The study of arithmetical continued fractions has been restricted, for the most part, to the investigation of the properties of regular continued fractions and questions of convergence. An important exception to this statement is a paper of Leighton's in which he introduced the concept of proper continued fractions, and the greater part of this thesis is devoted to further investigations in this field.

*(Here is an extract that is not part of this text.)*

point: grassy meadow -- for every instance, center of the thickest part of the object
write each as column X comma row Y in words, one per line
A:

Proper continued fractions are not only of interest themselves, but they throw considerable light upon regular continued fractions as well. The partial numerators of regular continued fractions are rather anonymous in character, since they are all equal to unity, and, in the classical presentation of regular continued fractions, it is not always clear just what part the partial numerators play in the investigation. This is not the case with proper continued fractions, and, as a result of the deeper insight which this fact made possible, it was found that many of the classical theorems about regular continued fractions were concerned with properties which were not essentially characteristic of regular continued fractions. A striking example of this point of view is the generalization of Galois' theorem which is presented in this thesis. The generalized theorem depends only upon the periodic character of the continued fractions with which the theorem is concerned, and the fact that the continued fractions are convergent.

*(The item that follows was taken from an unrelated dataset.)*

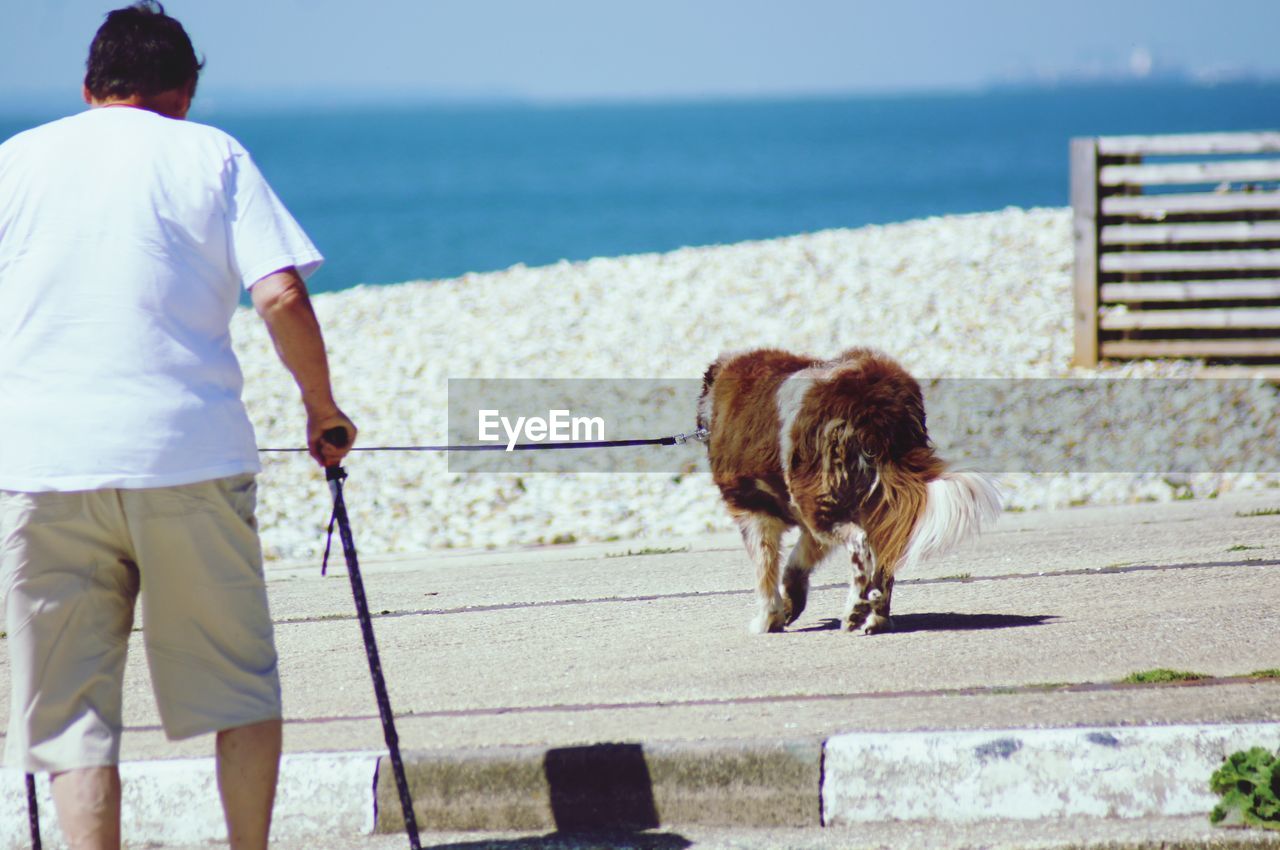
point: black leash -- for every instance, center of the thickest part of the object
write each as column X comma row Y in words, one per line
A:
column 336, row 475
column 33, row 812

This thesis has been divided into four chapters. The first chapter deals with conditions that a number be equal to an approximant of a proper continued fraction, and considers to what extent these approximants may be regarded as best approximations. In the second chapter a more extensive class of continued fractions, whose elements are complex numbers, is considered, and the results of this investigation are used in the study of periodic proper continued fractions. A new method of determining the elements of a continued fraction, whose approximants are a preassigned sequence of numbers, is given in Chapter III, and the method is used to determine conditions for the periodicity of a proper continued fraction expansion. In the fourth chapter certain known facts concerning the Pell equation are obtained by a method which is new.